IN WHICH DE SANCERRE HEARS NEWS OF THE
 GREAT SUN

THE Count de Sancerre’s desire to come to an immediate decision regarding a line of action that should lead him at once into the living presence of Coyocop was not to be gratified. Noco’s sensitive ear, acting as a thermometer to register the degree of excitement prevailing outside her cabin, had heard an ominous murmur that had lost none of its threatening significance because it had come from afar. She knew at once that a crowd of gossiping sun-worshippers, inspired by some new rumor, had gathered in the great square near the temple of the sun. Hurrying to her grandson’s side, she said:

“Go forth at once, Cabanacte, and mingle with the throng outside. There’s news abroad which makes the city talk. Return to us when you have learned the meaning of the uproar in the square.”
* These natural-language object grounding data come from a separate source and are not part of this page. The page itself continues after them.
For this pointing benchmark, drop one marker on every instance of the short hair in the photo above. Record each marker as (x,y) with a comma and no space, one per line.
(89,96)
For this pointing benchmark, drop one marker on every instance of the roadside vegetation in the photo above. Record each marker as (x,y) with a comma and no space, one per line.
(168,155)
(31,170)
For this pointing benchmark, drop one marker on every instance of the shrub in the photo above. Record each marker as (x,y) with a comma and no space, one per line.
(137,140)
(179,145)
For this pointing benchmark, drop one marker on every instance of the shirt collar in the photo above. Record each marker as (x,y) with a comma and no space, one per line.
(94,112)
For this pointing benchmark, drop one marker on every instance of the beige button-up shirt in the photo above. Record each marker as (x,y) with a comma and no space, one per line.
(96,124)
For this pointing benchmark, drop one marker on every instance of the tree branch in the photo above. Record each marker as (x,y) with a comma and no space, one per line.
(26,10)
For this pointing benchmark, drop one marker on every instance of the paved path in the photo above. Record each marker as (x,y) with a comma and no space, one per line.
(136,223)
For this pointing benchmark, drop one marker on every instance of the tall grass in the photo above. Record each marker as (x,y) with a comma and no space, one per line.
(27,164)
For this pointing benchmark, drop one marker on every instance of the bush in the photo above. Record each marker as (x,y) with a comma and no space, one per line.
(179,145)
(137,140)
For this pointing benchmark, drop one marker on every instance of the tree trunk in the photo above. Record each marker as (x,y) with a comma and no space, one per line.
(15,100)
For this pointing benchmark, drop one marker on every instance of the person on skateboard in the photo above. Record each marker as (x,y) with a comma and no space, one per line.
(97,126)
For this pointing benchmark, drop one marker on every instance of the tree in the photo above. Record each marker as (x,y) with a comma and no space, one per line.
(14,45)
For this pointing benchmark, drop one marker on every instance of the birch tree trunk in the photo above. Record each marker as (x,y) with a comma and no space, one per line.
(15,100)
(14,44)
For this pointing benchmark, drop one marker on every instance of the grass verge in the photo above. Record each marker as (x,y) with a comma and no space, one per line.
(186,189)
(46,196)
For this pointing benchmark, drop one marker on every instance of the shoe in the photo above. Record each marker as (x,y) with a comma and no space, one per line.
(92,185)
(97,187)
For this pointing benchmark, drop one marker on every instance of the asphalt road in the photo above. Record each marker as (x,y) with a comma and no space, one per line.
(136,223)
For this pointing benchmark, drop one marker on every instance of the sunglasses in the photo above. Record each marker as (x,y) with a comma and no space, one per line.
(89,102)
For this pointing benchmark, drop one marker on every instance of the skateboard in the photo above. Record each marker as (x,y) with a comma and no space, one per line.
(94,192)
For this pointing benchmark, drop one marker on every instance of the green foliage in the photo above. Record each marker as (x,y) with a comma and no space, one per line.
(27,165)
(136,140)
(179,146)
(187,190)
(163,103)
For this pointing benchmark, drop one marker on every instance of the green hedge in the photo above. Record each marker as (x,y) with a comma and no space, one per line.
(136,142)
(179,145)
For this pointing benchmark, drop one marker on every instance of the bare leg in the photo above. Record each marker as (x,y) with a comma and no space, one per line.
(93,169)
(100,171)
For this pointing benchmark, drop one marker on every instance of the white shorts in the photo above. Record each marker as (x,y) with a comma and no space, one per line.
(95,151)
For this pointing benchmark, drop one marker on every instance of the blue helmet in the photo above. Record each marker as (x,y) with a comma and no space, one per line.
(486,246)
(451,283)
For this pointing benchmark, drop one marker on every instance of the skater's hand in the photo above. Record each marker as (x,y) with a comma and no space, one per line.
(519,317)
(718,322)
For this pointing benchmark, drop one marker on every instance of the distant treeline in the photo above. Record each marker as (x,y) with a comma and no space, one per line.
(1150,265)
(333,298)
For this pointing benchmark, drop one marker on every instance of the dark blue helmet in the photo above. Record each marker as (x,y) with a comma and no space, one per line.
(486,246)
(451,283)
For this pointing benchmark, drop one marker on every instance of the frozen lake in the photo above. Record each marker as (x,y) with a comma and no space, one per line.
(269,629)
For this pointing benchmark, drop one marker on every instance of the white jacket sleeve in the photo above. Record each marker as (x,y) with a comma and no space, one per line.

The dark-hued colossus reluctantly arose and stood, for a moment, listening to the increasing disturbance among his easily-excited neighbors. Hurrying feet, making toward the temple of the sun and the King’s cabin, echoed from the street just outside the hut. The pattering footsteps of chattering women and children mingled with the louder tread of stalwart men, aroused from their siesta by an epidemic of distrust. Cabanacte, dismayed at the grim possibilities suggested by this unwonted demonstration upon the part of a people little given to activity at noonday, bent down to Noco before obeying her behest.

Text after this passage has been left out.